Department of Cardiology, Shanghai Institute of Cardiovascular Diseases, Zhongshan Hospital, Fudan University, Shanghai, People's Republic of China.
Catheter Cardiovasc Interv. 2012 Oct 1;80(4):507-13. doi: 10.1002/ccd.23392. Epub 2011 Nov 1.
Relative efficacy and safety of sirolimus-eluting stents (SES) compared with paclitaxel-eluting stents (PES) remains controversial. It is unknown whether there are different effect and safety in coronary bifurcation treatment between SES and PES.
The meta-analysis was performed to compare the clinical outcomes of SES and PES in coronary bifurcation intervention.

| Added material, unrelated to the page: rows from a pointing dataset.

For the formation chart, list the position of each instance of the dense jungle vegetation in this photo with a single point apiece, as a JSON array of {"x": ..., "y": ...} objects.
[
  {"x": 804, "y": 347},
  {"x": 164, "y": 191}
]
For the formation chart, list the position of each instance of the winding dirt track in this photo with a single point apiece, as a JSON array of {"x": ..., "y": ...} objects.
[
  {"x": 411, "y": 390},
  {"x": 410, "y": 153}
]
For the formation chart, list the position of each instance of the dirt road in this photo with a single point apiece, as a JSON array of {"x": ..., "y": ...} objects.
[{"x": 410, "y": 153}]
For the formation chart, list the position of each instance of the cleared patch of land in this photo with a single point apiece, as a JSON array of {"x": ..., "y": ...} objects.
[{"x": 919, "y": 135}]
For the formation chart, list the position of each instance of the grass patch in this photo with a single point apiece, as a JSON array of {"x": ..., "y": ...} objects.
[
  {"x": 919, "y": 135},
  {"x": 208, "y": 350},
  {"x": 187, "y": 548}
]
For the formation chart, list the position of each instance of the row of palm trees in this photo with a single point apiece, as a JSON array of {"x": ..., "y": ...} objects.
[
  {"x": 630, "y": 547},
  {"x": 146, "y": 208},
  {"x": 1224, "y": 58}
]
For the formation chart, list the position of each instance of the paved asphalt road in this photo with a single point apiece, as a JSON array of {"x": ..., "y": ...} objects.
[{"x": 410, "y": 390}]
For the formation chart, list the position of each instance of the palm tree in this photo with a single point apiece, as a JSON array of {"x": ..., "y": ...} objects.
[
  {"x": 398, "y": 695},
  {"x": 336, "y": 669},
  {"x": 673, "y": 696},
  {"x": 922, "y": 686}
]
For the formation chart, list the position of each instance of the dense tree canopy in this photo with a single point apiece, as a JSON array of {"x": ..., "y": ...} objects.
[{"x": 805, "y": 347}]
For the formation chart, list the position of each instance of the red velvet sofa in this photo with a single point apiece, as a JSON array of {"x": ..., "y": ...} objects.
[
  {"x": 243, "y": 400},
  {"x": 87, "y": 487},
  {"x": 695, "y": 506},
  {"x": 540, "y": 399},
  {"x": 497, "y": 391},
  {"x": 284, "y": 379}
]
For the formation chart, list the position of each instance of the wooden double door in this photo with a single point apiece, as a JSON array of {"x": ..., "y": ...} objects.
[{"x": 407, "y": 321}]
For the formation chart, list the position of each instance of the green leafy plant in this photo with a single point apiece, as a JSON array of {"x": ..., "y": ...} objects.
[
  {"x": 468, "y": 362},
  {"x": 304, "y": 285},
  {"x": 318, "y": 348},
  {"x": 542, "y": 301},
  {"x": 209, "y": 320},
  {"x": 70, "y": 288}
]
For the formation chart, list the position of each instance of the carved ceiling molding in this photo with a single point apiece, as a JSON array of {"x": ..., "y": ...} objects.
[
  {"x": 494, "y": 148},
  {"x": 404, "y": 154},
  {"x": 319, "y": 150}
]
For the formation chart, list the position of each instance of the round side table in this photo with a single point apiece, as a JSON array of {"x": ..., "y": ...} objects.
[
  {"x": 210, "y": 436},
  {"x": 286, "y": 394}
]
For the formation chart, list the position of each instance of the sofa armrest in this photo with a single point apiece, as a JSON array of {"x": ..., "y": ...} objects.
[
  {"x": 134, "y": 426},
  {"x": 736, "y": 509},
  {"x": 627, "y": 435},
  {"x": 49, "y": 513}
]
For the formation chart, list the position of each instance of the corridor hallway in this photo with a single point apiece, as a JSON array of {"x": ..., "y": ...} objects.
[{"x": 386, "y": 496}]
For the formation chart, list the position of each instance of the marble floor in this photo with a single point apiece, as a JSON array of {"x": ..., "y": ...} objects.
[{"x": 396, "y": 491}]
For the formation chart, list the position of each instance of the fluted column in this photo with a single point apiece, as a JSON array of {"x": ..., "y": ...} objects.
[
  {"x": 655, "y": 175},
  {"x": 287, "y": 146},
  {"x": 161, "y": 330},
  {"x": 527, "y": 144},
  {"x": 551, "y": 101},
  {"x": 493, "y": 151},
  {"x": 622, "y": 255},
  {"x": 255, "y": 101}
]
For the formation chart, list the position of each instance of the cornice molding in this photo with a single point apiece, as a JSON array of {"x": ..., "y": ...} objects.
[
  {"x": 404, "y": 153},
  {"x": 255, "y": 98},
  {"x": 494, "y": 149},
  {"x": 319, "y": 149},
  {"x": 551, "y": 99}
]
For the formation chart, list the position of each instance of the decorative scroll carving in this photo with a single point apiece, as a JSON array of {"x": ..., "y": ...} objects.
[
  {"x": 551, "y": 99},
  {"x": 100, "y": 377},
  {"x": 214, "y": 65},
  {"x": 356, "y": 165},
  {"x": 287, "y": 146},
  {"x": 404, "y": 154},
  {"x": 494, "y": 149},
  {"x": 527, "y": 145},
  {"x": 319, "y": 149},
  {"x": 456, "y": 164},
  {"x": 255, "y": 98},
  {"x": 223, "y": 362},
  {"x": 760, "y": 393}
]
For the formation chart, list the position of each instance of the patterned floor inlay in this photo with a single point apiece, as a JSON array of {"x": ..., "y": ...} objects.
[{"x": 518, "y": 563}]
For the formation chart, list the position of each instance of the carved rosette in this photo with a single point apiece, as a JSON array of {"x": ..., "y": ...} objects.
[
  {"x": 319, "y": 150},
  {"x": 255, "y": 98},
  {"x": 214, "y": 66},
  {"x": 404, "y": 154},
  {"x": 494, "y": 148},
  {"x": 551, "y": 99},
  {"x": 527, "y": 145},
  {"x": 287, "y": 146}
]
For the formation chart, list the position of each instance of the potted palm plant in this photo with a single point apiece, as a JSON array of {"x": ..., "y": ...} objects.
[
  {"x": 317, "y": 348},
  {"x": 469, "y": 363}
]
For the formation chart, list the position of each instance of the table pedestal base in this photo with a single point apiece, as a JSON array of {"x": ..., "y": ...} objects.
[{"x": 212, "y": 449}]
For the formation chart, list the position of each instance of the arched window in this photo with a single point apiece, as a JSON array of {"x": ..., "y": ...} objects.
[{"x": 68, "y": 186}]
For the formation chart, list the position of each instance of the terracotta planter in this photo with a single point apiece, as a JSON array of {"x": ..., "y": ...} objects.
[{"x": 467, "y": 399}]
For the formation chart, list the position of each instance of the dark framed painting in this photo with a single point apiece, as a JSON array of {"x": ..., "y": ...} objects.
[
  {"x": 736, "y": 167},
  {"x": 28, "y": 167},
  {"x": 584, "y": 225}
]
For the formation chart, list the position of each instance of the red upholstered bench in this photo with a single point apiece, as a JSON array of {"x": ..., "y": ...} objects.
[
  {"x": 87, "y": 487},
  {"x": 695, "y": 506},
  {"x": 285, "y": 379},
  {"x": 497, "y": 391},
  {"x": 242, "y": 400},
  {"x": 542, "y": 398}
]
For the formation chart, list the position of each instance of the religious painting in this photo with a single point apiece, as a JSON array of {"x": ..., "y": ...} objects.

Five head-to-head clinical trials of SES versus PES in coronary bifurcation intervention were included. A total of 2,567 patients were involved in the meta-analysis. Mean follow-up period ranged from 6 to 35 months. The primary end points were the need for target lesion revascularization (TLR) and main-branch restenosis. Secondary end points were target vessel revascularization (TVR), cardiac death, major adverse cardiac events (MACE), and stent thrombosis.
Compared with PES, SES significantly reduced the risk of TLR (5.3% vs. 10.6%, odds ratio (OR) 0.52; 95% confidence interval (CI) = 0.38-0.70, P < 0.001), main-branch restenosis (4.59% vs. 12.59%, OR 0.31; 95% CI = 0.18-0.55, P < 0.001) and TVR (7.05% vs. 12.57%, OR 0.58; 95% CI = 0.42-0.81, P = 0.001) in coronary bifurcation intervention. In addition, SES group also had a significantly lower incidence of MACE (8.20% vs. 14.13%, OR 0.58; 95% CI = 0.40-0.84, P = 0.004) than PES group. However, there were no statistical difference with respect to the incidence of cardiac death (1.64% vs. 1.09%, P = 0.19) and stent thrombosis (0.84% vs. 1.08%, P = 0.64) between SES and PES groups.
Compared with PES, SES reduced the incidence of TLR, main-branch restenosis and MACE in coronary bifurcation intervention, while the risk of stent thrombosis was similar between SES and PES groups.
依维莫司洗脱支架(SES)与紫杉醇洗脱支架(PES)的相对疗效和安全性仍存在争议。尚不清楚在冠状动脉分叉病变介入治疗中,SES 和 PES 是否具有不同的效果和安全性。
本荟萃分析旨在比较 SES 和 PES 在冠状动脉分叉病变介入治疗中的临床结局。
纳入了 5 项 SES 与 PES 治疗冠状动脉分叉病变的头对头临床试验。共有 2567 例患者纳入荟萃分析。平均随访时间为 6 至 35 个月。主要终点为靶病变血运重建(TLR)和主支再狭窄。次要终点为靶血管血运重建(TVR)、心脏死亡、主要不良心脏事件(MACE)和支架血栓形成。
与 PES 相比,SES 显著降低了 TLR(5.3% vs. 10.6%,比值比(OR)0.52;95%置信区间(CI)=0.38-0.70,P<0.001)、主支再狭窄(4.59% vs. 12.59%,OR 0.31;95%CI=0.18-0.55,P<0.001)和 TVR(7.05% vs. 12.57%,OR 0.58;95%CI=0.42-0.81,P=0.001)的风险。此外,SES 组 MACE(8.20% vs. 14.13%,OR 0.58;95%CI=0.40-0.84,P=0.004)的发生率也显著低于 PES 组。然而,SES 组与 PES 组在心脏死亡(1.64% vs. 1.09%,P=0.19)和支架血栓形成(0.84% vs. 1.08%,P=0.64)发生率方面无统计学差异。
与 PES 相比,SES 降低了冠状动脉分叉病变介入治疗中 TLR、主支再狭窄和 MACE 的发生率,而 SES 组与 PES 组支架血栓形成的风险相似。